Puerto Rican officials also launched a robust media campaign, using prominent doctors, health workers, actors, and others to promote vaccination to various slices of the population on TV and radio and in newspapers. First responders, mayors of all 78 municipalities on the island, and leaders from over a dozen religious denominations were also recruited to spread the word.
“After the service on a Sunday morning, we were there to vaccinate people after finishing church,” Reyes said.
When people under 30 were driving Covid-19 cases, the general met with dozens of mayors to figure out how they could target the places where young people convened. Wherever young adults met and mingled — bar-hopping at La Placita de Santurce in San Juan or relaxing on Luquillo Beach, for example — is where Reyes wanted to be.
“We ended up vaccinating at those areas on Thursday nights and Friday nights. We were not giving beers to them, but we were there to orient them and to vaccinate them,” he said. “And we started going through the different beaches. We vaccinated on the Fourth of July in many beaches here in Puerto Rico. That was part of the strategy. It’s a military mentality of, ‘Get it done.’”
If “getting it done” meant Reyes walking in full uniform with a local official along a beach in the dead heat of summer, he did that.
The rollout wasn’t without its problems, though. Like in other states and territories, local authorities sometimes disobeyed the phased approach recommended by federal officials, or well-connected Puerto Ricans expedited vaccinations for themselves and their relatives, the Centro de Periodismo Investigativo found. The National Guard was one of the agencies that vaccinated contractors before some vulnerable populations, though Reyes defended the practice to CPI reporters. Inequitable vaccine access was also a problem, with poorer areas lagging behind wealthier ones, a separate CPI analysis found. Cardona said she believed the data were skewed because many health care and frontline workers resided in larger municipalities, and they had access to vaccines first.
To mitigate those inequities, the health department worked with community health centers to set up more than 60 clinics across Puerto Rico to vaccinate vulnerable and remote populations. The agency, which has beefed up its staff from 15 to 50 people, also did multi-day pop-up vaccination clinics in all 78 municipalities, including on the eastern islands of Vieques and Culebra.

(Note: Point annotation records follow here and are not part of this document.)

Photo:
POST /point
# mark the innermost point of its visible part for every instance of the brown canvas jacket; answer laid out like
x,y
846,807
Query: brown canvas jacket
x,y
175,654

Adults over 85 and young people ages 20 to 29 have been the most challenging to reach, Cardona told STAT, but a health department door-knocking campaign is helping.
Reyes sees Puerto Rico meeting his goal of vaccinating 90% of the population by the end of November, bolstered by the vaccination of an estimated 200,000 children ages 5 to 11.

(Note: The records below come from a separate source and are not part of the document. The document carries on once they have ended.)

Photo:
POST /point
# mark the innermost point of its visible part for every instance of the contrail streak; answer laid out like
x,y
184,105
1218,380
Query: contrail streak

Early on in the pandemic, some academics theorized in a Lancet commentary that Caribbean nations might fare better during Covid-19 because people were used to states of emergency caused by natural disasters, and therefore more willing to follow government mandates. It makes sense to obey a stay-at-home order when an enormous hurricane is en route, so people would act the same way during an invisible catastrophe like the virus, the thinking went.

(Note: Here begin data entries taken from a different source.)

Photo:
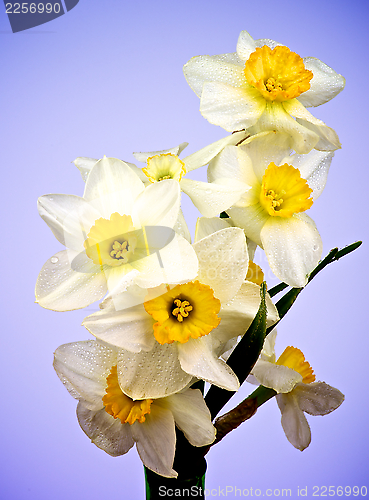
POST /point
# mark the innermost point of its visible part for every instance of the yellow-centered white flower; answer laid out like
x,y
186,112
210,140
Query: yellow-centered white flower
x,y
114,422
292,377
266,86
118,234
182,329
272,212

What has actually played out is “a complex scenario of course, and Caribbean diversity makes generalizations doubly awkward,” lead author Ian Hambleton told STAT, noting that Puerto Rico was not included in his analysis. “I think our message of compliance with stay-at-home orders remains broadly true. Acceptance of vaccination is another matter entirely,” said Hambleton, a professor of biostatistics at the University of the West Indies.
But Reyes thinks there might still be a kernel of truth to the idea in Puerto Rico.
“Experiencing so many natural disasters here in Puerto Rico for the past four years, starting with Hurricanes Irma, Maria, then the earthquakes, then the pandemic, tropical storms, wildfires … the message has [gotten] to the population that you need to be prepared,” he said.